Se vi fermerete alla superficie di questo esame per esprimere un giudizio, usciranno dalla vostra bocca solo parole di schifo per questi ambienti decrepiti e rugginosi, vetusti e puzzolenti, per queste architetture industriali aspiranti a un’ archeologia che solo una pervicace ostinazione al male può continuare a negare crudelmente. Ma se farete lo sforzo di andare un po’ più in là con la fantasia e immaginarvi questi posti quando furono creati, nella seconda metà del diciannovesimo secolo o nei primi decenni del ventesimo, forse sarete sulla buona strada per capire, o meglio, per intuire, le ragioni di uno dei fatti più misteriosi di quell’epoca. Un fatto talmente clamoroso che l’eco è giunta fino a noi: l’improvvisa esplosione dell’idea socialista in Europa. Il contagioso diffondersi della voglia di fare la rivoluzione.

Quando lo leggiamo a scuola, nelle ore di storia, l’occhio scivola sul paragrafo. E tutto resta banalmente scontato, vuoto, inafferrabile come tutte le verità rivelate.
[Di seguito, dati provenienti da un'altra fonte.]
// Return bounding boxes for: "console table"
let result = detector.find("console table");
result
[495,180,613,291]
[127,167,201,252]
Ma vederlo, vederlo è un’altra cosa. Io sono un tipo tranquillissimo. Credo che tutti lo siano, alla nascita. Ma non riesco a immaginare nessuno essere costretto a passare in un posto come quello otto o forse nove o forse dieci ore della sua giornata, per trenta o forse trentacinque o forse quarant’anni, senza volere almeno sgozzare il padrone con le proprie mani. Così, solo per puro piacere. Solo per vedere l’effetto che fa. Per non lasciare niente di intentato.

Avevano il bel da dirgli agli sventurati, che dopo, con il comunismo, sarebbe stato peggio. Quel che contava non era dopo: era durante.

Ho detto zuccherificio, ma naturalmente potevo dire (immagino..) petrolchimico o acciaieria o industria meccanica. L’idea di fare la rivoluzione è stata abbandonata quando queste immonde creature hanno cominciato la decadenza. Quando hanno perso la loro centralità. Quando hanno smesso di essere elemento rappresentativo del futuro, per assumere invece un ruolo di retroguardia residuale. (ma a tutt’oggi presente, eccome..)

Un po’ di tempo fa ho visto un film: Non mi basta mai, di Daniele Vicari. E’ un film-documentario sullo sciopero più lungo che ci fu nella storia della FIAT, correva l’anno 1980. Vengono intervistati alcuni degli operai che lo fecero e che ripercorrono la loro storia personale, dall’arrivo in fabbrica ai giorni nostri.
Tra le testimonianze mi ha colpito un' operaia che diceva:
“ Io venivo da un paesino del sud, sono arrivata a Torino e mi hanno assunto in FIAT, al reparto presse. Io non mi aspettavo una cosa così. Ma lei, (all’intervistatore NdA) l’ha mai vista lei una pressa?”
Io no.
Ma immaginandomi di immaginare, mi pongo questa domanda: com’è che nonostante i milioni e milioni di persone che hanno visto presse e zuccherifici, le rivoluzioni sono state così poche?